Training is definitely geared towards running fast for Bruce. He is already finished with his longest runs, which were 32 miles, which he did twice. It is pretty interesting how different training conditions have been for different mushers. “Michigan has had the best conditions I have seen”, Bruce said. What he is talking about is 112 Inches of snow. That is a whopper and not surprising to hear the he has been on the sled since November 6th, the earliest in his career. Training is every other day. Sometimes he runs twice a day, followed by 2 days off. In total the team sits at about 580 miles and should near 750 miles before the start of the Pedigree® Stage Stop Race. That is considerably less than in the past, where they were closer to 900 to 1100 Miles. Run Distances have been shortened over the years, with the longest distances no longer being 50 or even 70 miles.
Asking about the age group of his dogs: 10 are 3, 1 is 4, 2 are 5 and 1 six year old. Leaders are Andy (3), George (4) and Primrose (5). The split between females and males is 50:50. “I prefer bigger males for Wyoming. But I run my best dogs no matter what and some of the females seem to mature faster”. The dogs source of energy comes from Caribou Creek dryfood and a meat mix he developed with none other than Veterinarian Mike Davis from Oklahoma State University. Mike has been studying sled dogs and nutrition for a long time. I had the pleasure of working with him on Iditarod a few times.
Asked about his goal: “I want to win the Stage Stop”. That is pretty clear cut. Bruce loves the stage format. It is like a big reunion every year. It takes a very special dog to run 8 days in a row ( with 1 rest day ) at top speeds of 17 miles an hour. ” I learned more in 1 Stage Stop Race than in 10 years.” Yes managing a dogteam and keeping them healthy over many days of racing takes a lot of knowledge.

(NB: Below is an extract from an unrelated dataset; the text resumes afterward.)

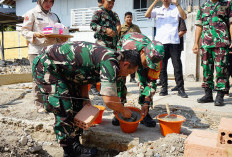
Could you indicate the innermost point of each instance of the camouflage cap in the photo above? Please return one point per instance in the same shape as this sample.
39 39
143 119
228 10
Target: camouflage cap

Bruce joked: One year Doug Swingly told me: ” You get very good at carrying dogs, maybe you should not bring them”. ( I had a similar “pep talk ” by John Baker in Iditarod in the Rohn Checkpoint one year, which stuck with me through my racing career ). A the common theme I hear amongst mushers is how open and welcoming everybody at the Pedigree® Stage Stop Race is.
Bruce is soon to leave his Michigan home to go racing near Winnipeg Manitoba on the 17th,18th of January and then heading to West Yellowstone to continue his training. His racing season is far from over after the Pedigree® Stage Stop Race. As quite a few of the other Stage Stop Mushers he will head to The Pas 2 day Sprint Race. After likely to the Fur Rondy and ONAC in Alaska before finishing off the season with hopefully running the Copper Dog for the 1st time. Safe travels! Looking forward to seeing you in Jackson.
When I asked Bruce for pictures or video:” I run dogs, I do not take pictures”. Love it, true focus on the essential.